The material parts of the will and codicils were as follows: —
Will.
" First. I direct that all my just debts and funeral expenses and expenses of setting gravestone and placing suitable inscription on monument be paid out of my estate by my executors hereinafter named.
" Third . . . . The remaining one half of my said estate, I give, devise and bequeath, to my executors hereinafter named in trust, to pay over the income thereof to Annie Evelyn Shey, the infant child of my granddaughter Evelyn, and Rev. Lucius W. Shey, until said Annie Evelyn shall become twenty-five years of age, and upon her arriving at the age of twenty-five, then I give, devise and bequeath said one-half of my estate to said Annie Evelyn Shey, to her, her heirs and assigns absolutely and forever.
"I make, constitute and appoint Fred W. Tracy, of Bridgeport, Conn., and Rev. Lucius W. Shey, now of East Haddam, Conn., to be executors of this my last will and testament.
First Codicil.
"In case of the death of said Annie Evelyn Shey before arriving at the age of twenty-one years, leaving no child or children surviving her, . . . I give, devise and bequeath the sum of eight hundred dollars to Lucius W. Shey, father of said Annie Evelyn Shey, to be his absolutely.
Second Codicil.
" Third. I hereby cancel and revoke . . . the bequest to Rev. Lucius W. Shey, contained in the `Third' clause of said codicil of Sept. 5, 1896.
" Fourth. I hereby revoke the appointment of said Lucius W. Shey, as one of the executors of my said will, and I hereby direct that said Fred W. Tracy named therein to be the sole executor of my said will and codicils thereto."
Louis K. Gould, for the appellant (respondent).
Daniel Davenport, for the appellee (petitioner).
The testatrix made her "executors hereinafter named" trustees for her infant great-granddaughter, and then named two executors, one (the appellant) being the father of this child. By a codicil she provided for the death of the child under age and without issue, giving in that event $800 to the appellant. In a later codicil this legacy was revoked, and also the appointment of the appellant as an executor, a direction being added that the other whom she had named for that office should be the sole executor.

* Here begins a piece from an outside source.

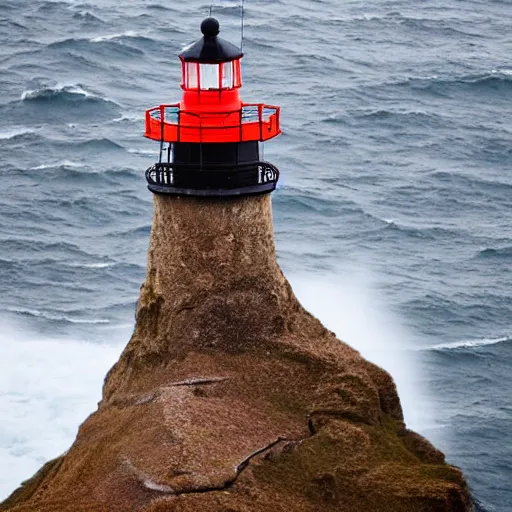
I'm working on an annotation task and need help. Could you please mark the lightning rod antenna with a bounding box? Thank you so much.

A will and its codicils, if there are any, are the expression of a single testamentary act. The different papers are to be read as constituting an entirety, which is not complete until the latest of them is given appropriate and — in case of conflict — controlling effect.
The term "hereinafter named," which the testatrix used to describe her executors, referred to those finally named by operative words. Colt v. Colt, 33 Conn. 270, 280. But one was thus finally named, and he was expressly made sole executor. The functions conferred upon the executors by the first article of the will plainly went with the office. The use of the same words of description, "hereinafter named," in the third article, indicates prima facie that the trust which it creates was also attached to the office, and this presumption is strengthened by the fact that the revocation in the second codicil, of the appellant's appointment as executor, is accompanied by a revocation of the legacy in his favor. It was, therefore, properly adjudged by the Court of Probate that the appointment of Mr. Shey as trustee had been revoked, and so that he should not be allowed to qualify as such.
To retain his rights as a trustee, if he had any, it was necessary to appeal from this decree; but he had none, and therefore it should have been affirmed.